CLARA CORREIA |
“Não somos nada! …”, dizemos em jeito de
conclusão por ocasião da conclusão da vida alheia, “ …
desta vida nada se
leva!”, ou ainda “… ninguém sabe quando chega a sua hora!”. E, no entanto,
salvo em raras horas, ditas “de aperto”, nada parecemos saber do Nada a que a
nossa Vida fica reduzida se não a vivermos como o Tudo que é. Paradoxalmente,
exigimos-lhe, à Vida, tudo o que julgamos que nos afastará de “ser nada”, ou
“ninguém”, aos olhos dos outros, cujas vidas não desejamos suplantem em nada as
nossas próprias … pelo menos aos nossos olhos, que é como quem diz, mais uma
vez, aos olhos alheios, porque para os outros os outros somos nós, bem
entendido! E, assim, teorizando muito mais vezes do que praticando o conselho
da Vida vivida em sucessivos turnos de vinte e quatro horas, vulgo, “um dia de
cada vez”, vivemos, melhor dito, existimos, ao sabor da vivência antecipada do
dia seguinte; antecipamos não propriamente uma “festa” que, definitivamente,
sabemos que a Vida não é, mas antes os problemas que lhe destinamos, a esse
dia, e que, por conseguinte, serão, à força toda do sofrimento por antecipação,
os nossos problemas reais, a condizerem na perfeição com o que tão
contemporânea e simplesmente se passou a designar por transtorno de ansiedade,
este eventualmente seguindo para o transtorno psíquico seguinte, eventualmente
o do síndroma de “burnout”. Claro que
não somos todos assim mas, pasmemos com a nossa permanente insatisfação com
tudo, não parecemos gostar nada de estar ao lado de quem passa ao lado da
maleita que é, não só nossa como, pelo que consta, também do século: o “stress”.

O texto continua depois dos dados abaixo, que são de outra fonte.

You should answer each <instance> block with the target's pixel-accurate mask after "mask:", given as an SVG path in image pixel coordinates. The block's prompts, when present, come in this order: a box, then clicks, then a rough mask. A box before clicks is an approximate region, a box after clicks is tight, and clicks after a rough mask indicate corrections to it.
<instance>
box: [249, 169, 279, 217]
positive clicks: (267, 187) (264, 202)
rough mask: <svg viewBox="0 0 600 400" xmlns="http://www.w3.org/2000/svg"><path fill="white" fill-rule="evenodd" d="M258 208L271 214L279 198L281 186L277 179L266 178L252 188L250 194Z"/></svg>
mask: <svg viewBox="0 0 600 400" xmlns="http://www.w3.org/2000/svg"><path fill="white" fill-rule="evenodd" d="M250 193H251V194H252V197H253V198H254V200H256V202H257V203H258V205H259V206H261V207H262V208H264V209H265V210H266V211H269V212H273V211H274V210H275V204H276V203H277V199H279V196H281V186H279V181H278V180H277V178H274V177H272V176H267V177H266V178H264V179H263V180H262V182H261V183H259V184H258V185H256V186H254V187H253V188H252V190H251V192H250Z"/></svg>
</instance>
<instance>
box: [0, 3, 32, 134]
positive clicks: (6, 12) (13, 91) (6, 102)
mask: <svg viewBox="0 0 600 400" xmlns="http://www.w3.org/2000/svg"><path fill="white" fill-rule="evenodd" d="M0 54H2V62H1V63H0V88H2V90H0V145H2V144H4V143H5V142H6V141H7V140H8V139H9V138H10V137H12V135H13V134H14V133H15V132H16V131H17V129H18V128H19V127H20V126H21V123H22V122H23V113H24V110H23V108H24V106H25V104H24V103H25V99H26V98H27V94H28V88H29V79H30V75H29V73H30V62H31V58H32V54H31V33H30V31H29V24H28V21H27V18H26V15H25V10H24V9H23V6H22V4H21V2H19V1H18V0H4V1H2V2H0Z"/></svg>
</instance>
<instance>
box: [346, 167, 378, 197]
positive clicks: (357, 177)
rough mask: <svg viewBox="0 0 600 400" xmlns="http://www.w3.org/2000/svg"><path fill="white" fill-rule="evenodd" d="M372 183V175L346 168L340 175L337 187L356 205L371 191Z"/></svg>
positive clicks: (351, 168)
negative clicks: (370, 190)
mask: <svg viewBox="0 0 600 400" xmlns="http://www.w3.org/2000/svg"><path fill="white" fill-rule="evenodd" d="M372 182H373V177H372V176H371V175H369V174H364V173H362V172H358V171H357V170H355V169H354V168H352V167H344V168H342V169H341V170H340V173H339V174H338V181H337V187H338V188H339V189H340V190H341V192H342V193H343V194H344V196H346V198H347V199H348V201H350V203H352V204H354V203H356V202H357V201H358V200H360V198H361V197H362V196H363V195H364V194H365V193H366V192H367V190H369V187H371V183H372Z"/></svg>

Se não estiver na mesma onda hertziana do arquejar mental, é olhado de lado
quem pára ao lado de quem é, digamos, “stressado” ou está, digamos à antiga
portuguesa, enervado. Os “stressados”, ou enervados para os mais resistentes à
norma linguística, só estão bem, que é como quem diz, com o cortisol e outras
hormonas do “stress” alegremente aos pulos, com outros da mesma tribo … aliás,
uma das tribos urbanas mais “trendy” e, muito provavelmente, a mais urbana de
todas pelo elevado índice de “urbanidade”. Ah, e adoram carpir, não as mágoas
(enfim, só se forem as do foro amoroso pela óbvia falta de disponibilidade para
o romance), mas os achaques psicossomáticos próprios de quem, diária e
viciosamente, oleia a engrenagem viciosa da existência real, vida aparente … um
bocado como as senhoras do século passado que, literalmente espartilhadas pelos
ditames da moda à época, conviviam tanto mais distinta e elegantemente quanto
mais se queixassem das suas múltiplas doenças e desmaiassem com a
intransigência dos cordões do espartilho. Espartilhos muito mais perigosos
porque insidiosos, os actuais apertam de igual forma o corpo e, mais ainda, a
mente. Mente livre só a de quem, afinal, não “stressa” e não se apressa …
nomeadamente a saber o que os outros pensam de si; aliás, não quer saber … e só
não tem raiva de quem sabe porque sabe que deve poupar energias e “raiva” para
coisas construtivas e positivas.
“Não somos nada?”; sim, somos tudo para nós próprios, o que,
convenhamos, não é pouco. “…desta vida nada se leva?”; leva-se tudo o que nos
permitamos aprender com ela, a Vida. “…ninguém sabe quando chega a sua hora?”;
certamente que não! … por isso mesmo, há que promover a atitude de,
simplesmente, ignorarmos o que é “nada” e nos “borrifarmos” para tudo o que não
terá assim tanta importância, se estivermos no nosso próprio velório, por
ocasião, portanto, da conclusão da nossa própria vida.
( … de alguém que conheceu na 1ª
pessoa o síndroma de “burnout”, com repercussões na saúde ).